Homelab Network Design Checklist
| Component | Decision | Example Choice |
|---|---|---|
| Router/Firewall | Software or hardware? | OPNsense on mini PC or Proxmox VM |
| Core switch | Port count, managed? | 8-port managed (TP-Link TL-SG108E) |
| Wireless AP | VLAN-capable SSIDs? | TP-Link EAP or Ubiquiti UniFi |
| VLAN plan | Which segments? | Trusted / Servers / IoT / Guest / Mgmt |
| IP scheme | Which RFC1918 range? | 10.0.x.0/24 per VLAN ID |
| DNS | Local resolver? | AdGuard Home or Unbound on router |
| NTP | Local time server? | Router NTP relay (OPNsense built-in) |
| UPS | On router + switch + servers? | 1000VA line-interactive, USB NUT |
| Remote access | VPN into home network? | WireGuard on OPNsense |
| Monitoring | Service health checks? | Uptime Kuma + Grafana/Prometheus |
Frequently Asked Questions
How many VLANs should a beginner homelab have?
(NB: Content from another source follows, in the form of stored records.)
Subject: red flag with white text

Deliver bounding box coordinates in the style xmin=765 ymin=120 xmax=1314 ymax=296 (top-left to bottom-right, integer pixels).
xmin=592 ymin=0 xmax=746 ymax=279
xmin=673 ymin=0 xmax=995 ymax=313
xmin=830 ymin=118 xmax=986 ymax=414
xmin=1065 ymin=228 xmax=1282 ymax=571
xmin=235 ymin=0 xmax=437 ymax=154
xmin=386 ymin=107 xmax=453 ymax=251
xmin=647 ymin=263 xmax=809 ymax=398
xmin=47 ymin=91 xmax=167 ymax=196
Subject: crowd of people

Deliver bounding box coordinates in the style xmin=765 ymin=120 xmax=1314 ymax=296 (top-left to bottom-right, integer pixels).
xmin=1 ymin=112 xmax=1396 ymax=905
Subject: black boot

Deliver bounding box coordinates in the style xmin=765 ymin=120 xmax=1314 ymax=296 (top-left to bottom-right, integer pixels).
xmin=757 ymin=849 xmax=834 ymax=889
Three is a practical starting point: one for trusted clients (laptops, desktops), one for servers, and one for IoT. This prevents IoT devices from reaching your servers while keeping the complexity manageable. Add a guest WiFi VLAN and a management VLAN as you get comfortable.
Should the firewall run on Proxmox or on dedicated hardware?
Both work. Running OPNsense as a Proxmox VM is common and functional — use PCI passthrough to give the VM direct access to physical NICs for best performance. Dedicated hardware (a cheap mini PC running only OPNsense) provides better isolation and continues working if Proxmox is down for maintenance. Many homelabbers start with the VM approach and later move to dedicated hardware.
What is the difference between a router and a firewall in a homelab context?
In homelab use, the terms are often used interchangeably for the same device. Technically: a router forwards packets between different networks based on IP routing; a firewall inspects packets and enforces rules about which traffic is allowed. OPNsense and pfSense do both — they route traffic between your VLANs (and to the internet) while simultaneously applying stateful firewall rules to that traffic.
Do I need a 10GbE switch for a homelab?
Not initially. 1GbE (gigabit) is sufficient for most homelab workloads including streaming 4K video locally and transferring files to a NAS. 10GbE becomes worthwhile if you do frequent large file transfers to NAS (backup, VM migrations) and your NAS supports 10GbE. Entry-level 10GbE switches (5-port, 2.5GbE or 10GbE) are now available for $80–200 and are a practical upgrade when you have a specific performance bottleneck.